Saturday, March 27, 2010

Can I Smoke in Here?


New tobacco map highlights state differences.

An interactive online map set, showing state-by-state variations in smoke-free laws, cigarette tax rates, and rates of tobacco control spending, has been put together by the Robert Wood Johnson Foundation, and is now available for viewing at the foundation’s Public Health site HERE.

“Users will be able to see whether a state is ahead or behind the curve in protecting and promoting health,” says Michelle Larkin, the leader of the Robert Wood Johnson Foundation Public Health Team. “We know from the research that the two most effective policies to pursue are raising tobacco taxes and putting smoke-free air laws into place,” says Larkin, adding that “these two policies help to prevent youth from ever starting to smoke and they also help smokers quit.”

To that end, the interactive maps that comprise the project can be used to track changes from state to state in smoke-free legislation and taxation rates over time.
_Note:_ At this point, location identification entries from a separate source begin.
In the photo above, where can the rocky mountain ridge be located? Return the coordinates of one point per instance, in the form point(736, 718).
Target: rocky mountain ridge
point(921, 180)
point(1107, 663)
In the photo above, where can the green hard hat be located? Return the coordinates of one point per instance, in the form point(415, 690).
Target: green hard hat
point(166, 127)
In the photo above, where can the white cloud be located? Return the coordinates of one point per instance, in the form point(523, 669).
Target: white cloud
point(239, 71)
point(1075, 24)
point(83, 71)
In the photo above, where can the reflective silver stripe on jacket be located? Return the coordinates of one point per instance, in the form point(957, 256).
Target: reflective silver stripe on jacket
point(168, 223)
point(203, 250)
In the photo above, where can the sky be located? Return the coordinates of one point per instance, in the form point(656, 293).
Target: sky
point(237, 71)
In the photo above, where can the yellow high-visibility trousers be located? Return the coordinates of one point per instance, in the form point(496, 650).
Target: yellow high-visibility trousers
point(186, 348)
A third map can be used to track the extent to which states are complying with CDC recommendations for tobacco control expenditures. (Answer: most of them aren’t.)

The hope is that the interactive tobacco map will provide policymakers with a nationwide picture of tobacco policy, using the state-by-state breakdowns to predict trends and to demonstrate how the tobacco control landscape has evolved and changed over the years.

The RWJF Tobacco Map uses data from the Campaign for Tobacco-Free Kids and Americans for Non-Smokers’ Rights.